By analyzing existing cross correlation between Sumitomo Rubber Industries and United Natural Foods, you can compare the effects of market volatilities on Sumitomo Rubber and United Natural and check how they will diversify away market risk if combined in the same portfolio for a given time horizon. You can also utilize pair trading strategies of matching a long position in Sumitomo Rubber with a short position of United Natural. Check out your portfolio center. Please also check ongoing floating volatility patterns of Sumitomo Rubber and United Natural.

Diversification Opportunities for Sumitomo Rubber and United Natural

0.61
  Correlation Coefficient

Poor diversification

The 3 months correlation between Sumitomo and United is 0.61. Overlapping area represents the amount of risk that can be diversified away by holding Sumitomo Rubber Industries and United Natural Foods in the same portfolio, assuming nothing else is changed.
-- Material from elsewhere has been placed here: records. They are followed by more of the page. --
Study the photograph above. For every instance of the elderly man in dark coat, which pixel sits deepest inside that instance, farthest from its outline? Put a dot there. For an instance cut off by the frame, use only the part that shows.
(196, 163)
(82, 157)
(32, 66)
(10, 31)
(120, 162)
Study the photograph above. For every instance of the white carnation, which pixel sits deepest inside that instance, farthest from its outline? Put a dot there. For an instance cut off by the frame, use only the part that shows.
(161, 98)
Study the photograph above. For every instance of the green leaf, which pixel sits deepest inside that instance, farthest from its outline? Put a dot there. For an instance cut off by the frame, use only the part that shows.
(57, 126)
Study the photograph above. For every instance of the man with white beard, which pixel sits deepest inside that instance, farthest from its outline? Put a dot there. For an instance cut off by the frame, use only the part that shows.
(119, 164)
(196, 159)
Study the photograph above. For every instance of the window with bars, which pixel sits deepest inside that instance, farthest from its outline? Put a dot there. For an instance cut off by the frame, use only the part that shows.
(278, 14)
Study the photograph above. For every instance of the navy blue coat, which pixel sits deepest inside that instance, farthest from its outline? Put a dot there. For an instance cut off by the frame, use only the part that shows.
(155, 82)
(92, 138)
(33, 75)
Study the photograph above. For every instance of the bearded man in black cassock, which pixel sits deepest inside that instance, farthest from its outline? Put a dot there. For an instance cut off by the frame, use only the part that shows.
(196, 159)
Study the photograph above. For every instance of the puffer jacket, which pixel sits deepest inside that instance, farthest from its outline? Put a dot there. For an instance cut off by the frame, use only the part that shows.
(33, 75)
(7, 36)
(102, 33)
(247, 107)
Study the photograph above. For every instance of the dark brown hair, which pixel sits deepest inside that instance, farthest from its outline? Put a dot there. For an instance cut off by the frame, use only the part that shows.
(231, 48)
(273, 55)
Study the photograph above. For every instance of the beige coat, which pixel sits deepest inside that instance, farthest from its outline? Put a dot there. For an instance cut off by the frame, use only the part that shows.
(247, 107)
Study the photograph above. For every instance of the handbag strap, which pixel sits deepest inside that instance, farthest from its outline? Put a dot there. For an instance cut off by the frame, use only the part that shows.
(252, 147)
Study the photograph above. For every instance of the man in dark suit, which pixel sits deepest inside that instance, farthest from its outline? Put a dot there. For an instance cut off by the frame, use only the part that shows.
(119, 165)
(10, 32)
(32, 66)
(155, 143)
The correlation between historical prices or returns on United Natural Foods and Sumitomo Rubber is a relative statistical measure of the degree to which these equity instruments tend to move together. The correlation coefficient measures the extent to which returns on Sumitomo Rubber Industries are associated (or correlated) with United Natural. Values of the correlation coefficient range from -1 to +1, where. The correlation of zero (0) is possible when the price movement of United Natural Foods has no effect on the direction of Sumitomo Rubber i.e., Sumitomo Rubber and United Natural go up and down completely randomly.

Pair Corralation between Sumitomo Rubber and United Natural

Assuming the 90 days horizon Sumitomo Rubber is expected to generate 13.29 times less return on investment than United Natural. But when comparing it to its historical volatility, Sumitomo Rubber Industries is 4.07 times less risky than United Natural. It trades about 0.1 of its potential returns per unit of risk. United Natural Foods is currently generating about 0.32 of returns per unit of risk over similar time horizon. If you would invest  1,938  in United Natural Foods on September 13, 2024 and sell it today you would earn a total of  894.00  from holding United Natural Foods or generate 46.13% return on investment over 90 days.
Time Period3 Months [change]
DirectionMoves Together 
StrengthSignificant
Accuracy100.0%
ValuesDaily Returns

Sumitomo Rubber Industries  vs.  United Natural Foods

 Performance 
       Timeline  
Sumitomo Rubber Indu 

Risk-Adjusted Performance

8 of 100

 
Weak
 
Strong
OK
Compared to the overall equity markets, risk-adjusted returns on investments in Sumitomo Rubber Industries are ranked lower than 8 (%) of all global equities and portfolios over the last 90 days. Despite nearly fragile basic indicators, Sumitomo Rubber reported solid returns over the last few months and may actually be approaching a breakup point.
United Natural Foods 

Risk-Adjusted Performance

17 of 100

 
Weak
 
Strong
Solid
Compared to the overall equity markets, risk-adjusted returns on investments in United Natural Foods are ranked lower than 17 (%) of all global equities and portfolios over the last 90 days. Despite nearly fragile basic indicators, United Natural reported solid returns over the last few months and may actually be approaching a breakup point.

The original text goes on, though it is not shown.